The weight loss group began at an average of 109.3 kg, lost weight to 98.6 kg at 18 months, and then regained back to near the baseline weight. The study found that:

  • The weight loss group had the lowest percentage of people with above-goal HbA1c and BP
  • The weight loss group was less likely to have above-goal HbA1c than the other groups
  • The higher stable weight group was 1.7 times more likely to have above-goal HbA1c than the weight loss group
  • The lower stable weight group was 1.5 times more likely to have above-goal HbA1c than the weight loss group
  • The weight gain group was 1.8 times more likely to have above-goal HbA1c than the weight loss group

“The weight loss group, on average, began regaining at about 18 months. This suggests that the first months postdiagnosis may provide a window to capitalize upon patient and clinician motivation by actively applying weight loss interventions. However, additional support for maintaining weight loss will be important,” the authors wrote.

Kaiser Permanente programs

Kaiser Permanente offers diabetes education classes to those diagnosed with the disease.
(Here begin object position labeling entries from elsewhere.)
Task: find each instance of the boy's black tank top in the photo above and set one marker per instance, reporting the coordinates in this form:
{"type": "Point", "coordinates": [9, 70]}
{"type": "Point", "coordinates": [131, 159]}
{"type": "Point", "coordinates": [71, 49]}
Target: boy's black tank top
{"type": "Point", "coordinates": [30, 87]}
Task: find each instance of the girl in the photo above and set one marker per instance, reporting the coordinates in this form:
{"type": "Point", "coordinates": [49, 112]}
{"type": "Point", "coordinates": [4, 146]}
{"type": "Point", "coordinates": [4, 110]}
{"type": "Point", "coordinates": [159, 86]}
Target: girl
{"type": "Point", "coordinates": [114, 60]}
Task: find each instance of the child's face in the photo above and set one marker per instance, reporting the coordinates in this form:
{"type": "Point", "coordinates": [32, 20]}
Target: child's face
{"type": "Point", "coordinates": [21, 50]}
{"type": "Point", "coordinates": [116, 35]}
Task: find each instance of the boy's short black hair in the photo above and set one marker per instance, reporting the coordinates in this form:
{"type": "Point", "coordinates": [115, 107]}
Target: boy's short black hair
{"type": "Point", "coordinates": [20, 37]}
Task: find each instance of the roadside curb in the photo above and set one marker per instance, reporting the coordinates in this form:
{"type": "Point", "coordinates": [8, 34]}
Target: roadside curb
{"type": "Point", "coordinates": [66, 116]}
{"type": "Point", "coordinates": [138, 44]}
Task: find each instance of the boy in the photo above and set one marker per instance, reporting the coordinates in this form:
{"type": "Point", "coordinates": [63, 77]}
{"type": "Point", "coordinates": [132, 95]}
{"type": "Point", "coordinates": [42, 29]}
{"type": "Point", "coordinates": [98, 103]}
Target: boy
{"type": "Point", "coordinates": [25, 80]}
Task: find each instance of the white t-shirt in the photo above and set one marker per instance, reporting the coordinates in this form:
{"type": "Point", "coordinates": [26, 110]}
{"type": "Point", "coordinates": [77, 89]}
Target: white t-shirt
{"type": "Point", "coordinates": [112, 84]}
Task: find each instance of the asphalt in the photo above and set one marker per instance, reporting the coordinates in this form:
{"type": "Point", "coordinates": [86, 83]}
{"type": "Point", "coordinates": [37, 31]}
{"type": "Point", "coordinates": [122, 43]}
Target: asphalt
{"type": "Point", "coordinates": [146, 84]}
Patients learn about appropriate diet, exercise, the importance of monitoring blood sugar, and potential complications of the disease. Nichols says between 75%–80% of the patients in this study attended the free diabetes education classes.

Kaiser Permanente also offered weight loss classes called Freedom from Diet for a nominal fee. Very few patients in the study attended these classes, says Nichols.

Researchers did not investigate whether either of these programs—or any program, for that matter—particularly helped patients.

Previous studies have shown the benefits of nutritional counseling and food diaries, but this study did not separate out these programs.

Nichols says clinicians played an important part, because they were the ones who worked with patients and educated them about diabetes and weight loss benefits. A kind word from a physician goes a long way, he says.

“Physicians are busy, not just at Kaiser, but everywhere. It’s easy for them to focus on biology and laboratory and pharmacy, and sometimes forget about the patient interaction that is really important to people’s health,” Nichols says.

Why was there a benefit?

Nichols says there are two hypotheses for why patients still experienced benefits even after regaining the weight: The positive effects are long-lasting because of the patients’ metabolic memory, or the study did not last long enough, and there might be a reduction in health benefits in a fifth year.

“We have seen in other clinical trials that well after the trials have stopped that a group that was treated intensively to lower their blood sugar had longer-term benefits, even if their treatment starts to equalize later. Those who got into good control early did better 10 to 15 years out in terms of cardiovascular disease and things like that. It’s possible that that’s what we’re seeing here,” Nichols says.